The designation of the units, or "series" of separate entities within the single LLC as they are referred to in the statutes, must be done in the articles of organization. This designation serves as constructive notice that each unit is a separate legal entity and that, accordingly, the other units are not liable for its debts. When the single LLC registers to do business in the owner's home state, or wherever it will conduct operations, this registration will also serve as constructive notice in those states, as the registration is a link to the original articles that were filed in one of the Series LLC Statue states noted above.

As a cautionary note, although Series LLCs are often used in real estate businesses and can be applied in other industries, do not attempt to create this kind of multiple entity before getting expert legal counsel. Series LLC are very newish animals and there is no case law to guide us in their care and feeding. No one knows how the IRS might deal with the vagaries and technicalities that might arise from this new form.

It is essential that the registration be done properly to separate liability among the entities. Consistent with the generally flexible in most Series LLC statutes, each unit does not have to be immediately funded. They can be held in abeyance for future use.

Warning

Remember, professionals can form an LLC, limited liability partnership (LLP) or a corporation only if all of the owners are licensed within the same profession. Keep this in mind if you're a professional (physician, dentist, attorney) forming a holding entity and an operating entity.

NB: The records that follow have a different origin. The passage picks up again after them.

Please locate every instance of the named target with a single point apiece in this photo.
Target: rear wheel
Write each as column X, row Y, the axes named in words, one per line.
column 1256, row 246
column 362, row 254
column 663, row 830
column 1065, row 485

Only the operating entity has to meet this requirement. The holding entity, which will contain nearly all of the wealth of the business, will not be engaged in the practice of any profession. Thus, children or other family members, for example, can still be co-owners of the holding company, even when it is formed by professionals. This allows the use of a family LLC as an estate planning tool. However, in this case, the professional would have to form each entity directly, because the holding entity could not be the owner of the operating entity.

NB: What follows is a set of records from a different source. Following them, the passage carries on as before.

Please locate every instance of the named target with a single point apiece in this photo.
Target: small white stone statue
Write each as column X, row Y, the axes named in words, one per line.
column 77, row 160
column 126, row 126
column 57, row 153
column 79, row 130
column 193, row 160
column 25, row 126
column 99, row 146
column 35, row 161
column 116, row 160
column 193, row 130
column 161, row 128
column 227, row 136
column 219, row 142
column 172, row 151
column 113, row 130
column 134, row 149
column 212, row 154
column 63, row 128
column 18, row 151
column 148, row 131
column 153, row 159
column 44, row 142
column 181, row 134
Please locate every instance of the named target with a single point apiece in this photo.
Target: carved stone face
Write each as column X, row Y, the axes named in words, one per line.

If the entities were being formed within a single LLC in Delaware, for example, the holding entity would have to be formed as a separate LLC in this situation. Each operating entity could still be formed within the single LLC.

Obviously there are additional costs involved in creating two or more entities rather than one. However, the concept of an entity within an entity, embodied Series LLC statutes, can significantly lessen these costs. Moreover, these costs, which really are relatively modest, represent a type of inexpensive insurance against the risk of loss.

Tip

Strategies that rely on the use of an operating entity and a holding entity also are used by large businesses. For example, one of the fast growing areas in corporate finance is called "securitization."

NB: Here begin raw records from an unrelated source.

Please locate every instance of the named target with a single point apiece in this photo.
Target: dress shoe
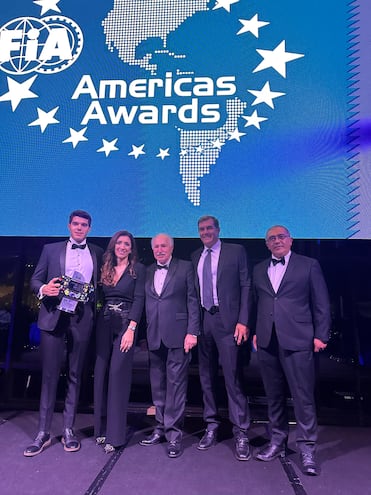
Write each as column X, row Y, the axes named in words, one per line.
column 208, row 440
column 242, row 448
column 308, row 463
column 40, row 443
column 70, row 441
column 174, row 449
column 270, row 452
column 153, row 439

A corporation, the operating company, sells its receivables to a second corporation, which is created as the holding company. The only real asset of the holding company is the receivables it purchases. The holding company sells stock to the public, in effect allowing the public to buy an interest in the receivables, through the purchase of the stock. This is termed securitization. This trend started with the sale of mortgages by banks, an ironic choice of words in today's economic environment! Large corporations now sell accounts receivable in this way.

The holding company (the master LLC so to speak) is insulated from liability for all of the activities of the operating company that created the accounts receivable. Commentators have said that, if it were not for the creation of a holding entity, securitization could not work, because the risk of liability exposure from the operating entity's activities would be too high to enable this kind of stock offering to the public. (Commentators or false prophets...that's for history to determine.)

At this same time, the operating entity has protected its assets against the claims of its creditors. Cash that is brought in from the sales of the receivables is quickly drawn off to pay the operating entity's expenses, including the salaries of its owners. The small business owner might use a version of this strategy in withdrawing assets from the operating entity, but only after careful thought and planning.